102 Theoretical Results for SR (T ) Model evaluation time as an independent random variable Uniform unif(a, b) bounded Half-normal HN (τ 2 ) sub-gaussian Exponential exp(λ) sub-exponential Theorem (Informal): If evaluation times are the same, synts asyts. Otherwise, bounds for asyts are better than synts. More the variability in evaluation times, the bigger the difference. - Uniform: constant factor - Half-normal: log(m) factor - Exponential: log(m) factor 28/31
103 Outline (Kandasamy et al. Arxiv 2017) 1. Set up & definitions 2. Prior work & challenges 3. Algorithms synts, asyts: direct application of TS to synchronous and asynchronous parallel settings 4. Experiments 5. Theoretical Results synts and asyts perform essentially the same as seqts in terms of the number of evaluations. When we factor time as a resource, asyts outperforms synts and seqts.... with some caveats 6. Open questions/challenges 28/31
104 Open Challenges for Parallelised TS 1. Bounds for asynchronous TS without initialisation. 2. Other models for evaluation times. - e.g. evaluation time depends on x X. 29/31
105 Open Challenges for Parallelised TS 1. Bounds for asynchronous TS without initialisation. 2. Other models for evaluation times. - e.g. evaluation time depends on x X. 3. In the asynchronous setting, Should you wait for another job to finish without immediately re-deploying? Do you kill an on-going job depending on the result of a completed job? 29/31
106 Open Challenges for Parallelised TS 4. Optimising the sample when X = [0, 1] d, f(x) x t = argmax g(x), x X x t where g Posterior GP Global optimisation of a non-convex function!.. a common challenge in most BO methods. x 30/31
107 Open Challenges for Parallelised TS 4. Optimising the sample when X = [0, 1] d, f(x) x t = argmax g(x), x X x t where g Posterior GP Global optimisation of a non-convex function!.. a common challenge in most BO methods. But additionally for TS, As g is not deterministic, draw samples from a fixed set of points and pick the maximum. Or if using an adaptive method, scales O((N + S) 3 ) where N # of evaluations to f, S # of evaluations to g. x 30/31
108 Summary synts, asyts: direct application of TS to synchronous and asynchronous parallel settings. 31/31
109 Summary synts, asyts: direct application of TS to synchronous and asynchronous parallel settings. Take-aways: Theory - Both perform essentially the same as seqts in terms of the number of evaluations. - When we factor time as a resource, asyts performs best. 31/31
110 Summary synts, asyts: direct application of TS to synchronous and asynchronous parallel settings. Take-aways: Theory - Both perform essentially the same as seqts in terms of the number of evaluations. - When we factor time as a resource, asyts performs best. Take-aways: Practice - Conceptually simple and scales better with the number of workers than other methods. 31/31
111 Akshay Jeff Barnabás Krishnamurthy Schneider Póczos Code: github.com/kirthevasank/gp-parallel-ts Slides: Thank you.

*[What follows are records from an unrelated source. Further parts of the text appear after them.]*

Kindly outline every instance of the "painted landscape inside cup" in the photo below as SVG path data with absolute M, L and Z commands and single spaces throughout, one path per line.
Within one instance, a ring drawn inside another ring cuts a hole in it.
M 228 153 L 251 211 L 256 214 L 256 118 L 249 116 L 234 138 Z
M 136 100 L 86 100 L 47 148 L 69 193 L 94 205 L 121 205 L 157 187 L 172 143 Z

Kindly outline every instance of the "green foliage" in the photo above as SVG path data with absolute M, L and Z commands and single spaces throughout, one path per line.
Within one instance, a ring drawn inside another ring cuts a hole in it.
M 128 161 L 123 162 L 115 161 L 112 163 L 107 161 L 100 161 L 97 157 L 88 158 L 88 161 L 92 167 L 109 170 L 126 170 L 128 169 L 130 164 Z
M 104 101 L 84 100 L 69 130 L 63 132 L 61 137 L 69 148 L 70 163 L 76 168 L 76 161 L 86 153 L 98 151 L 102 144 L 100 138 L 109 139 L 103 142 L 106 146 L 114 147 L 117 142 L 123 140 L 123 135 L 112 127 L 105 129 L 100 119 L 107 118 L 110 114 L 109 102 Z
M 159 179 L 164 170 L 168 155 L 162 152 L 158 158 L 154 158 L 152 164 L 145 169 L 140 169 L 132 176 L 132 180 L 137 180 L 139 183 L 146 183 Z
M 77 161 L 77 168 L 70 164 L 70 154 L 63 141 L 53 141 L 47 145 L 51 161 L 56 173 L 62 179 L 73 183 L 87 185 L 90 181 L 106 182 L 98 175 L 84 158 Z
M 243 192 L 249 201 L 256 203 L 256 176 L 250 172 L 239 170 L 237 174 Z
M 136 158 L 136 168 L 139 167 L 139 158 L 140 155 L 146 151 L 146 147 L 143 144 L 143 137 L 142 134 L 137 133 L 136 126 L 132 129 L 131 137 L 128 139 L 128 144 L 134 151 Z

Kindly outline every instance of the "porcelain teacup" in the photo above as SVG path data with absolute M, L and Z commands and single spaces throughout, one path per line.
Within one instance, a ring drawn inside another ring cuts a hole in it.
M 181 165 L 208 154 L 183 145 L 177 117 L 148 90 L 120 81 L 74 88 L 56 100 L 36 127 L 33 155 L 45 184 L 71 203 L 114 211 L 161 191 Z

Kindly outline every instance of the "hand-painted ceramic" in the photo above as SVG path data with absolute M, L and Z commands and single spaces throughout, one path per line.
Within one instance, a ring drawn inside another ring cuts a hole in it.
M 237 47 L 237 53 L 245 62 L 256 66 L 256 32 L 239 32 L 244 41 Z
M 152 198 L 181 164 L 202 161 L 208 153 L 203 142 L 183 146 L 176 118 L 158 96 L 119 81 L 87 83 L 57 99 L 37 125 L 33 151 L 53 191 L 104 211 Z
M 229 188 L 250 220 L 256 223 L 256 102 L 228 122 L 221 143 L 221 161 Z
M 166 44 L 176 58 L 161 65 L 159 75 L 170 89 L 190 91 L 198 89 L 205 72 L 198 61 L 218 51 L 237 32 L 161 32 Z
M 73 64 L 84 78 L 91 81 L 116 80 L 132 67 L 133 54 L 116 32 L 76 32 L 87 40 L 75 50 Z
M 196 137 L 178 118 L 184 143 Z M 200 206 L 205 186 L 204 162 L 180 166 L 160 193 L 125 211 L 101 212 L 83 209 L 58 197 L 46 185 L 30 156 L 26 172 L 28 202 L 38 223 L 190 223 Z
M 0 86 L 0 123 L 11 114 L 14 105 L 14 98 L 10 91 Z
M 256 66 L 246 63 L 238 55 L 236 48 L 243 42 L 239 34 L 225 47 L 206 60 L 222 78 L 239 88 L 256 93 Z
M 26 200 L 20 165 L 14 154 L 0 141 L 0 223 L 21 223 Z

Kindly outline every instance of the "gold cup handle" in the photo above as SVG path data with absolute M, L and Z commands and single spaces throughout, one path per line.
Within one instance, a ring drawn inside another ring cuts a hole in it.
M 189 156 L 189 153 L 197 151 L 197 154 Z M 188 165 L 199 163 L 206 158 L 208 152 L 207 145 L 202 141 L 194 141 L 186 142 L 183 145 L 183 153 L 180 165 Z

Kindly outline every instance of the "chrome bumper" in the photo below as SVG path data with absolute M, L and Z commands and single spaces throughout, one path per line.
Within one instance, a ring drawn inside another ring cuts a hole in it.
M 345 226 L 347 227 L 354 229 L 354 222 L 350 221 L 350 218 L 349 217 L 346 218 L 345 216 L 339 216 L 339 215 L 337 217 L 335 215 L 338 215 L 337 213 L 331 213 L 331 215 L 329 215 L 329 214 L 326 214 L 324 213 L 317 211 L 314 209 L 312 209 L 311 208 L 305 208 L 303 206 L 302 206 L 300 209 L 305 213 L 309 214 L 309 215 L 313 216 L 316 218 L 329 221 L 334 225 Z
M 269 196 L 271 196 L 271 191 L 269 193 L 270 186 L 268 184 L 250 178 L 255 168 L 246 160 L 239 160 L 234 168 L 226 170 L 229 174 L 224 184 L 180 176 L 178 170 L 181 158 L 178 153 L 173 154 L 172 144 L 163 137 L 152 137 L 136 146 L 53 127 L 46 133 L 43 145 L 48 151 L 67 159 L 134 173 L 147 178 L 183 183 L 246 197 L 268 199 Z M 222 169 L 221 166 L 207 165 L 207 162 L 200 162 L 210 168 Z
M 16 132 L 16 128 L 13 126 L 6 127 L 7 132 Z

arxiv: v1 [stat.ml] 25 May 2017
Asynchronous Parallel Bayesian Optimisation via Thompson Sampling Kirthevasan Kandasamy, Akshay Krishnamurthy, Jeff Schneider, Barnabás Póczos Carnegie Mellon University, University of Massachusetts, Amherst
More informationPredictive Variance Reduction Search
Predictive Variance Reduction Search Vu Nguyen, Sunil Gupta, Santu Rana, Cheng Li, Svetha Venkatesh Centre of Pattern Recognition and Data Analytics (PRaDA), Deakin University Email: v.nguyen@deakin.edu.au
More informationHigh Dimensional Bayesian Optimization via Restricted Projection Pursuit Models
High Dimensional Bayesian Optimization via Restricted Projection Pursuit Models Chun-Liang Li Kirthevasan Kandasamy Barnabás Póczos Jeff Schneider {chunlial, kandasamy, bapoczos, schneide}@cs.cmu.edu Carnegie
More informationCOMP 551 Applied Machine Learning Lecture 21: Bayesian optimisation
COMP 55 Applied Machine Learning Lecture 2: Bayesian optimisation Associate Instructor: (herke.vanhoof@mcgill.ca) Class web page: www.cs.mcgill.ca/~jpineau/comp55 Unless otherwise noted, all material posted
More informationThe geometry of Gaussian processes and Bayesian optimization. Contal CMLA, ENS Cachan
The geometry of Gaussian processes and Bayesian optimization. Contal CMLA, ENS Cachan Background: Global Optimization and Gaussian Processes The Geometry of Gaussian Processes and the Chaining Trick Algorithm
More informationQuantifying mismatch in Bayesian optimization
Quantifying mismatch in Bayesian optimization Eric Schulz University College London e.schulz@cs.ucl.ac.uk Maarten Speekenbrink University College London m.speekenbrink@ucl.ac.uk José Miguel Hernández-Lobato
More informationMulti-Attribute Bayesian Optimization under Utility Uncertainty
Multi-Attribute Bayesian Optimization under Utility Uncertainty Raul Astudillo Cornell University Ithaca, NY 14853 ra598@cornell.edu Peter I. Frazier Cornell University Ithaca, NY 14853 pf98@cornell.edu
More informationOptimisation séquentielle et application au design
Optimisation séquentielle et application au design d expériences Nicolas Vayatis Séminaire Aristote, Ecole Polytechnique - 23 octobre 2014 Joint work with Emile Contal (computer scientist, PhD student)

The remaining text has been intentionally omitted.